Shader coding recommendations
- Use bilinear filtering whenever possible
- Rearrange expressions to use MAD intrinsics in order to do a multiply and an add at the same time
- Precalculate as much as possible on the CPU and pass as constants to the material
- Favor moving operations from the pixel shader to the vertex shader
- Generally the # of vertices << # of pixels (i.e 720p == 921,600 pixels, 1080p == 2,073,600 pixels, etc)
Remove GPU stages
Post-processing effects can be very expensive and generally inhibit the fill rate of your application. This also includes anti-aliasing techniques such as MSAA. On HoloLens, it is recommended to avoid these techniques entirely. Furthermore, additional shader stages such as geometry, hull, and compute shaders should be avoided when possible.

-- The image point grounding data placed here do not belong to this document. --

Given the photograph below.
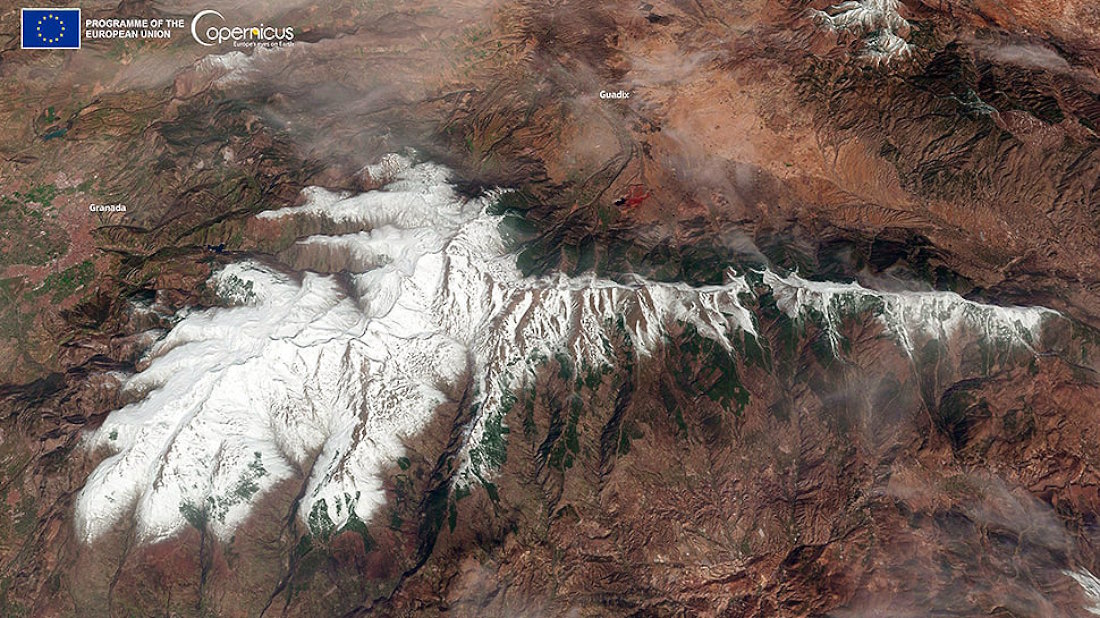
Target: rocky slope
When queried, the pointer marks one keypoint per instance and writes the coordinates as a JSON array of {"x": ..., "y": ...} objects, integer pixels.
[{"x": 741, "y": 344}]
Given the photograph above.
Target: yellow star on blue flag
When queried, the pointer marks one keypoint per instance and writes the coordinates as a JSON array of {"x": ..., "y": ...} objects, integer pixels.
[{"x": 51, "y": 29}]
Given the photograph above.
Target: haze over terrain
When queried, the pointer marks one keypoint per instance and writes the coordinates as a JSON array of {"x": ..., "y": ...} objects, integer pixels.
[{"x": 554, "y": 308}]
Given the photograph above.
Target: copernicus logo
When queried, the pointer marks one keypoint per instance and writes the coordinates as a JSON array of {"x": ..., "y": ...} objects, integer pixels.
[
  {"x": 51, "y": 29},
  {"x": 209, "y": 29}
]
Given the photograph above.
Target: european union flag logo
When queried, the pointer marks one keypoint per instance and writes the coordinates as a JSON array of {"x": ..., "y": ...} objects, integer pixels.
[{"x": 51, "y": 29}]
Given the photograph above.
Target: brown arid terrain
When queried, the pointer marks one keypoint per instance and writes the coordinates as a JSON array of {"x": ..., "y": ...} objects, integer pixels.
[{"x": 816, "y": 468}]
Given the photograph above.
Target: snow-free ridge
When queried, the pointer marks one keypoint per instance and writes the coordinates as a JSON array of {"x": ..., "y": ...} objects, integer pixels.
[{"x": 330, "y": 374}]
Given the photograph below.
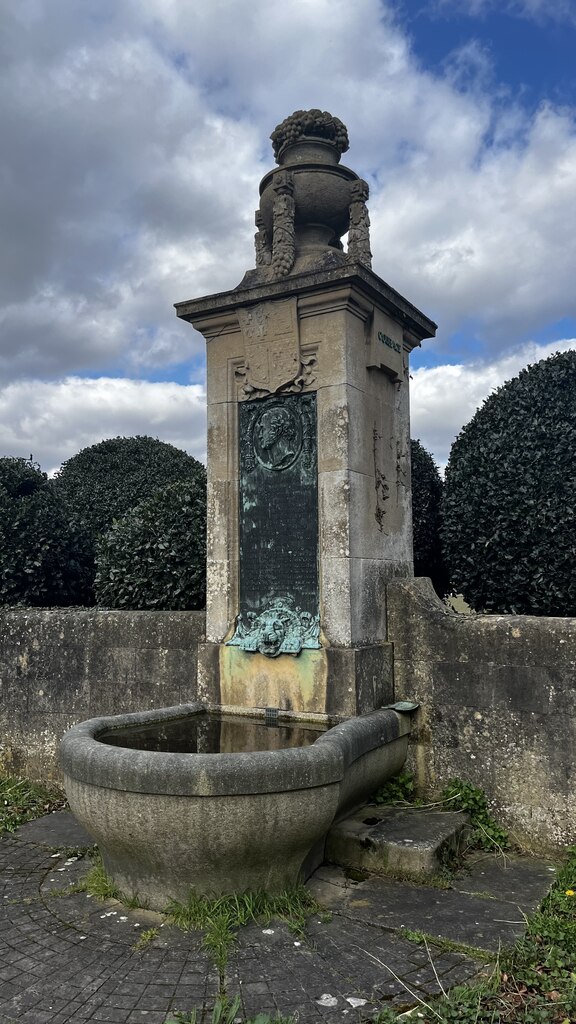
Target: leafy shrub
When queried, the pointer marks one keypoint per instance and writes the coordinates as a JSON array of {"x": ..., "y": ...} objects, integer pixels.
[
  {"x": 155, "y": 556},
  {"x": 509, "y": 502},
  {"x": 426, "y": 497},
  {"x": 40, "y": 554},
  {"x": 107, "y": 480}
]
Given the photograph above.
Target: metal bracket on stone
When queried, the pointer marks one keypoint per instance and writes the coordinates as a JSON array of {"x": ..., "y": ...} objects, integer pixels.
[{"x": 403, "y": 706}]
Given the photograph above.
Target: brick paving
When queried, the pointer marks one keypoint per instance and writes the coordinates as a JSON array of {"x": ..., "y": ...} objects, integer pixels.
[{"x": 67, "y": 957}]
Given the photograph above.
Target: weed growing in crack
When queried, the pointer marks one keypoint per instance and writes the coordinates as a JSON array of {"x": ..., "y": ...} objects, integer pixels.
[{"x": 220, "y": 916}]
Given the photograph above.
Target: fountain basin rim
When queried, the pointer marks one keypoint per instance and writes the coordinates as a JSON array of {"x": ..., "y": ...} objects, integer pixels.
[{"x": 86, "y": 759}]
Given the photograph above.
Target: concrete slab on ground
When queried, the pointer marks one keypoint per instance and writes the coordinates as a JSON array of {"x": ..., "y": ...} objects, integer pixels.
[{"x": 382, "y": 840}]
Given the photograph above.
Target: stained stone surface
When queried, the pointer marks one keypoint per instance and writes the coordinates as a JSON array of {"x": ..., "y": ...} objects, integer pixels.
[{"x": 66, "y": 958}]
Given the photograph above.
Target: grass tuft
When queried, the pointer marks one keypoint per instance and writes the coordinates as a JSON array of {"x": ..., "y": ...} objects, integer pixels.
[
  {"x": 21, "y": 801},
  {"x": 220, "y": 916}
]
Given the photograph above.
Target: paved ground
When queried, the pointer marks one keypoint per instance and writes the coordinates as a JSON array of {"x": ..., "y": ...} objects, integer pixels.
[{"x": 66, "y": 957}]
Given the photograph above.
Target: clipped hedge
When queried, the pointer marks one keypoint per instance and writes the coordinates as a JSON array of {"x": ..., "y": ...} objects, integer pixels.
[
  {"x": 509, "y": 502},
  {"x": 41, "y": 555},
  {"x": 426, "y": 498},
  {"x": 107, "y": 480},
  {"x": 155, "y": 556}
]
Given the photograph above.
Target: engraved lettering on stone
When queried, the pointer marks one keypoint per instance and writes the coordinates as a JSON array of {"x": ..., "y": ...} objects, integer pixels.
[
  {"x": 278, "y": 527},
  {"x": 359, "y": 231},
  {"x": 283, "y": 237}
]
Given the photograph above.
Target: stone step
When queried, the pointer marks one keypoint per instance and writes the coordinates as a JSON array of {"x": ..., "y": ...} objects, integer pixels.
[{"x": 411, "y": 842}]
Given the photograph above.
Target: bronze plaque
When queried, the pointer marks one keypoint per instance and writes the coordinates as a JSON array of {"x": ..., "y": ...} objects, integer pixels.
[{"x": 279, "y": 586}]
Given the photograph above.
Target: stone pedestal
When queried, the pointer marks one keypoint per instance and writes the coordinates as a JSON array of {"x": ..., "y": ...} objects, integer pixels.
[{"x": 342, "y": 334}]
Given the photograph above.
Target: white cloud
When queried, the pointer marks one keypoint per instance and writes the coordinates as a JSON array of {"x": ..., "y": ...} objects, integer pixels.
[
  {"x": 444, "y": 398},
  {"x": 134, "y": 133},
  {"x": 54, "y": 421},
  {"x": 539, "y": 10}
]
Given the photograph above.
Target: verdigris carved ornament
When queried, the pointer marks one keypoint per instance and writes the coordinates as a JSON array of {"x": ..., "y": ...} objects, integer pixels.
[{"x": 281, "y": 629}]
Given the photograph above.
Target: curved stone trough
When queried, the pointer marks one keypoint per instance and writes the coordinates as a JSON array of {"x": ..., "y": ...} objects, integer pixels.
[{"x": 220, "y": 822}]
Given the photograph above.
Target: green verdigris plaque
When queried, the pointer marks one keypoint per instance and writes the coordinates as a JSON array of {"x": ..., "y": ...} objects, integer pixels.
[{"x": 279, "y": 590}]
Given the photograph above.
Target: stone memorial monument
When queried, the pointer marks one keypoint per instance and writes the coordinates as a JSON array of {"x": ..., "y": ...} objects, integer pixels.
[
  {"x": 309, "y": 473},
  {"x": 309, "y": 517}
]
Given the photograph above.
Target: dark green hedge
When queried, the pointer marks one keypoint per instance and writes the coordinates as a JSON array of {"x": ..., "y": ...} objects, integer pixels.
[
  {"x": 155, "y": 556},
  {"x": 107, "y": 480},
  {"x": 509, "y": 503},
  {"x": 40, "y": 554},
  {"x": 426, "y": 497}
]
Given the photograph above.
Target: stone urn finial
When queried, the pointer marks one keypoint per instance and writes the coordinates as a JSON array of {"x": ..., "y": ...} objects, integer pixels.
[
  {"x": 297, "y": 135},
  {"x": 311, "y": 200}
]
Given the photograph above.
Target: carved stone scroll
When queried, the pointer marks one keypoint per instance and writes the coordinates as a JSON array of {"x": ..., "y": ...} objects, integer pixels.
[
  {"x": 261, "y": 243},
  {"x": 359, "y": 232},
  {"x": 272, "y": 348},
  {"x": 283, "y": 239}
]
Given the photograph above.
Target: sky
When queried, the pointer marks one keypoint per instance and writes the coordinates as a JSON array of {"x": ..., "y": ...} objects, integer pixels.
[{"x": 134, "y": 135}]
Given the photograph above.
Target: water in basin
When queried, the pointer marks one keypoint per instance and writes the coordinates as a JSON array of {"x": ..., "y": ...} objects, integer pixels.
[{"x": 213, "y": 732}]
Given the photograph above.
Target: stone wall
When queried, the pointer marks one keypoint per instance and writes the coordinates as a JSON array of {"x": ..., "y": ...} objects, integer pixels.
[
  {"x": 498, "y": 707},
  {"x": 60, "y": 666}
]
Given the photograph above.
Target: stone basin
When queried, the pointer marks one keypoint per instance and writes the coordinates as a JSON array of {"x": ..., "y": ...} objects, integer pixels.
[{"x": 167, "y": 821}]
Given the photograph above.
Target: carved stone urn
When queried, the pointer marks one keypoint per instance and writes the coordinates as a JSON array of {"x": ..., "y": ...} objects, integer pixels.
[{"x": 306, "y": 201}]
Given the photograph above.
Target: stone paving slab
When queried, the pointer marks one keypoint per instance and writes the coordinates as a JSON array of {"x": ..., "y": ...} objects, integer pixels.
[{"x": 68, "y": 958}]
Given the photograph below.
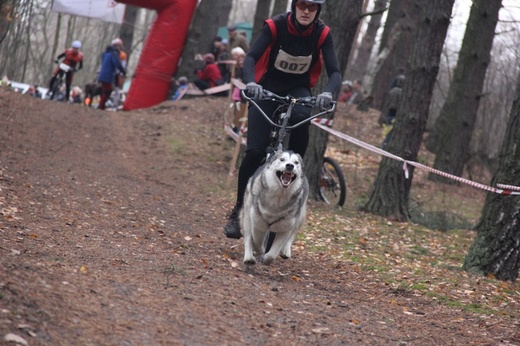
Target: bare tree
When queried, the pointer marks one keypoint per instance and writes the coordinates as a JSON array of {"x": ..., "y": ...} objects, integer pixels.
[
  {"x": 6, "y": 11},
  {"x": 343, "y": 18},
  {"x": 390, "y": 194},
  {"x": 261, "y": 14},
  {"x": 451, "y": 135},
  {"x": 496, "y": 248},
  {"x": 394, "y": 51},
  {"x": 358, "y": 68},
  {"x": 126, "y": 32}
]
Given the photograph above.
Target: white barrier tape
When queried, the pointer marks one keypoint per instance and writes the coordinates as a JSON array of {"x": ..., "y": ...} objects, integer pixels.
[
  {"x": 509, "y": 187},
  {"x": 503, "y": 189}
]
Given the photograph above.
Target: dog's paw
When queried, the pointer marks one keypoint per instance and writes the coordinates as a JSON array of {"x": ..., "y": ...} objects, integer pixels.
[
  {"x": 266, "y": 260},
  {"x": 249, "y": 261},
  {"x": 285, "y": 254}
]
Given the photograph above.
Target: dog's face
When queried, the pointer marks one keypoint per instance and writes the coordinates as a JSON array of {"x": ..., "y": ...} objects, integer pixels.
[{"x": 287, "y": 166}]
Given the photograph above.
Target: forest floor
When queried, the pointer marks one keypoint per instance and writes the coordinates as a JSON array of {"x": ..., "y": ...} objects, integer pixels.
[{"x": 111, "y": 233}]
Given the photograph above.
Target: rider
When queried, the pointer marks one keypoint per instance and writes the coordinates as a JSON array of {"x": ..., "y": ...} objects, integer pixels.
[
  {"x": 300, "y": 39},
  {"x": 72, "y": 57}
]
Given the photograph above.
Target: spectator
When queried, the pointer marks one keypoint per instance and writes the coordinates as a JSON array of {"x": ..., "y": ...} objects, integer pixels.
[
  {"x": 215, "y": 46},
  {"x": 33, "y": 91},
  {"x": 110, "y": 64},
  {"x": 120, "y": 78},
  {"x": 392, "y": 105},
  {"x": 76, "y": 94},
  {"x": 236, "y": 40},
  {"x": 182, "y": 85},
  {"x": 222, "y": 56},
  {"x": 72, "y": 57},
  {"x": 303, "y": 38},
  {"x": 209, "y": 76}
]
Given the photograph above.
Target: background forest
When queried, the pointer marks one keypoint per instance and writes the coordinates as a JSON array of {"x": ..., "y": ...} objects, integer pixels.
[{"x": 461, "y": 59}]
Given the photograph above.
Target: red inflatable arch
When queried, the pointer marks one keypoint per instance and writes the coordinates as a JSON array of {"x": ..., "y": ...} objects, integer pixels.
[{"x": 162, "y": 51}]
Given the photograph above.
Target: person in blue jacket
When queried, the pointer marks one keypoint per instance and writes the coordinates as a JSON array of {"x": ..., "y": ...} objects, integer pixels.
[{"x": 110, "y": 65}]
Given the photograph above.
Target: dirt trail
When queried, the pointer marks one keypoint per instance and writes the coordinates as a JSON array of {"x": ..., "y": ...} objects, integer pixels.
[{"x": 111, "y": 234}]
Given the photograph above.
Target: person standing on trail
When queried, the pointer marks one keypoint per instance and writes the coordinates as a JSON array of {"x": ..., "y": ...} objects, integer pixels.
[
  {"x": 298, "y": 37},
  {"x": 110, "y": 65},
  {"x": 120, "y": 77},
  {"x": 208, "y": 76},
  {"x": 72, "y": 57}
]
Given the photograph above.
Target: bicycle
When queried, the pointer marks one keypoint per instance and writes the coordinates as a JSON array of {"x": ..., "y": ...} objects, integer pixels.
[
  {"x": 332, "y": 184},
  {"x": 60, "y": 80}
]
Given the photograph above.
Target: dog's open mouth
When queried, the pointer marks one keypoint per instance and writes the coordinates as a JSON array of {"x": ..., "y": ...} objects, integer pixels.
[{"x": 286, "y": 177}]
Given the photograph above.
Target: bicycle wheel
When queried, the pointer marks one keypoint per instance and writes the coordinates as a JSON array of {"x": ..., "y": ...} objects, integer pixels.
[{"x": 333, "y": 189}]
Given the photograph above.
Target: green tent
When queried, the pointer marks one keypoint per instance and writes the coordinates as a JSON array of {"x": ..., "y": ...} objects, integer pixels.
[{"x": 241, "y": 27}]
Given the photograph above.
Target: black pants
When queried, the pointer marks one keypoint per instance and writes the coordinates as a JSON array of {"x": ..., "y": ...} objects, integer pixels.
[{"x": 258, "y": 137}]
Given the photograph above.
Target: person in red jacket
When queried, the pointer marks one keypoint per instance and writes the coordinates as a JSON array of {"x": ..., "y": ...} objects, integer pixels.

Excessive memory allocation & deallocation operations can have adverse effects on your holographic application resulting in inconsistent performance, frozen frames, and other detrimental behavior. It is especially important to understand memory considerations when developing in Unity since memory management is controlled by the garbage collector.
Object pooling is a popular technique to reduce the cost of continuous allocations & deallocations of objects. This is done by allocating a large pool of identical objects and re-using inactive, available instances from this pool instead of constantly spawning and destroying objects over time. Object pools are great for re-useable components that have variable lifetime during an app.